As I was lamenting this to my husband, Mr. Perfect-and-Ultra-Relational says two words. “Embroidery frame.”
As I sit in that quilt group every week, I am doing a lot of listening and learning. I am learning about culture and about language. I am learning about the things that women in my town are interested in. I am learning how to read their body language and their tone of voice. I am meeting people and beginning to build relationships. We talk about our families and our lives. It is good stuff. Stuff that I wouldn’t be learning or noticing if I were sitting at my sewing machine.
If I had a sewing machine in my home, and if I weren’t doing this quilting by hand, I would not be sitting in my living room with my family. I would probably be sitting in another room, sewing like crazy on my electric wonder. And that’s just it – that’s the lesson. Right now, I sit in the living room and quilt while I talk to my daughter. I sit and quilt while my husband sits beside me and reads a book. I sit and quilt while watching my daughter play outside or while supervising her homework or while we have a funny family discussion about our day. None of that would happen if I were sitting in another room at my sewing machine.
Yes, it is slow. Yes, it takes patience. And maybe it isn’t the most efficient way to do it. But when we are talking about relationships, it is incredibly more effective! Relationships are slow to build. They take lots of patience. And they are worth it!
I’m so grateful for a giant eyesore of an embroidery frame and a fantastic Peruvian friend who taught me a really important lesson. And I’m happy to be learning it again, here in Spain. Slowly. Patiently. Building deep relationships.
In my USA life, I was a teacher in Texas for 15 years. I was also a professional photographer, a soccer mom, a horsewoman, and the neighborhood hospitality queen. I did "Joanna Gaines farmhouse style" before Chip and JoJo were even a thing - we restored an 1884 Victorian farmhouse in small town Texas and did shiplap walls until I thought I'd go crazy. I taught at NASA, scuba dived with astronauts in training, and studied animals at Sea World for educational purposes. I've tried just about everything, because I have an insatiable need to know if I can do it!
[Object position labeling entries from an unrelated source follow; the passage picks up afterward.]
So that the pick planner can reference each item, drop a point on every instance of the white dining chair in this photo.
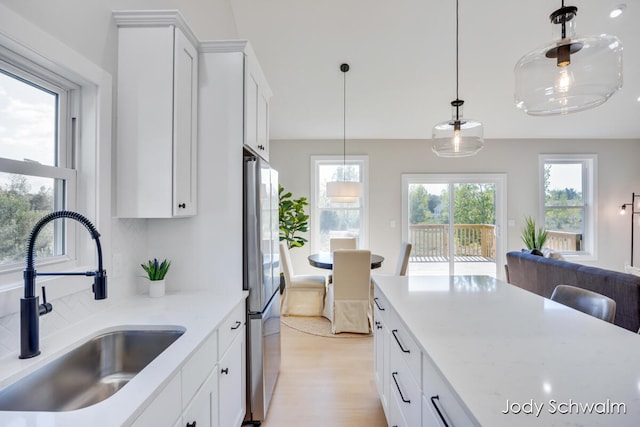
(347, 303)
(336, 243)
(303, 294)
(403, 259)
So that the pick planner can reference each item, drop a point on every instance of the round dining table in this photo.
(325, 260)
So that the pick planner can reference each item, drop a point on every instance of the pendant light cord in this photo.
(344, 68)
(344, 123)
(457, 65)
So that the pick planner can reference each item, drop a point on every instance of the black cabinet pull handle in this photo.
(404, 350)
(398, 387)
(433, 402)
(378, 305)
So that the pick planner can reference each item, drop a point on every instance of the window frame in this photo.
(314, 222)
(589, 163)
(68, 94)
(92, 155)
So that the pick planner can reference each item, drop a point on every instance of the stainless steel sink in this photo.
(89, 373)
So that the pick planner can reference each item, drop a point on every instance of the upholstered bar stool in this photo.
(586, 301)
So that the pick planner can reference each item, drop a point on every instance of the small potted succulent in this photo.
(155, 273)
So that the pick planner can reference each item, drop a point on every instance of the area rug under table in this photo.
(316, 326)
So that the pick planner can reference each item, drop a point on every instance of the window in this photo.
(36, 165)
(337, 219)
(453, 222)
(568, 201)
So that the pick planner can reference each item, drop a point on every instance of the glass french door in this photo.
(454, 223)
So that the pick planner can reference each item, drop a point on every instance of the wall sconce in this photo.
(635, 210)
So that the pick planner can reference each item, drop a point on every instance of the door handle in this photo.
(404, 350)
(398, 387)
(378, 305)
(433, 402)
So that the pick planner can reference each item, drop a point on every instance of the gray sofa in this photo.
(540, 275)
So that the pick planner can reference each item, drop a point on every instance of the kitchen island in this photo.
(492, 354)
(179, 386)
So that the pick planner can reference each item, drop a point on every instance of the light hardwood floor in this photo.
(325, 382)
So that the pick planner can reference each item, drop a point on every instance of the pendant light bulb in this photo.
(457, 137)
(569, 74)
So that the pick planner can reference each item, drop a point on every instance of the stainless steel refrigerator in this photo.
(262, 280)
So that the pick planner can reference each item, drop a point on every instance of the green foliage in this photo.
(474, 204)
(293, 219)
(20, 209)
(156, 270)
(533, 238)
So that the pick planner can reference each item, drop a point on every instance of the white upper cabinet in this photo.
(244, 94)
(156, 115)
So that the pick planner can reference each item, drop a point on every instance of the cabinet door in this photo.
(231, 403)
(202, 411)
(250, 107)
(379, 360)
(263, 125)
(185, 126)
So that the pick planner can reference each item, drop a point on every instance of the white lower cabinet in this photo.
(210, 389)
(412, 390)
(404, 389)
(381, 348)
(202, 411)
(164, 409)
(439, 400)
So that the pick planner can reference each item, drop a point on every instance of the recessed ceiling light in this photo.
(617, 11)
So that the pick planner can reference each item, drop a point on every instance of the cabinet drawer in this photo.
(403, 386)
(439, 400)
(198, 367)
(230, 328)
(380, 306)
(403, 341)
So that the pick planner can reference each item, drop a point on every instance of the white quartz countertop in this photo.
(198, 312)
(503, 349)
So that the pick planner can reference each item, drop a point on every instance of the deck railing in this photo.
(431, 240)
(563, 241)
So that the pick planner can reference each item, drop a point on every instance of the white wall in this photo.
(618, 177)
(87, 26)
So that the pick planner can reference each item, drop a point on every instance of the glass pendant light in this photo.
(344, 191)
(570, 74)
(457, 137)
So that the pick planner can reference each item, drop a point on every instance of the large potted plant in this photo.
(533, 237)
(293, 221)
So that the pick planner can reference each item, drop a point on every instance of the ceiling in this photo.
(402, 59)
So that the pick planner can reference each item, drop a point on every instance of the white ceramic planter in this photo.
(156, 288)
Never underestimate a Texas girl in cowboy boots!
In 2006, my husband Billy and I became cross-cultural workers (CCWs) with TMS Global. For five years, we served in three rural Quechua Wanca villages in the Andes of Peru. And when I say rural, I mean RURAL - like no potty! I spent my days in Peru learning to live a Quechua lifestyle in a rustic adobe house - cooking Peruvian foods, sewing with Quechua women, raising my chickens and goats and pigs, and planting my gardens. Now I live my life in small town Spain, serving other cross-cultural workers via teaching and training and care, and helping displaced people to navigate their new reality in Europe.
I'm passionate about fostering personal growth, growth in community, and growth in The Kingdom. Walking alongside others and helping them to use their unique design, their gifts and strengths and maximize their abilities to fulfill their God-given purpose - that's what makes my heart sing!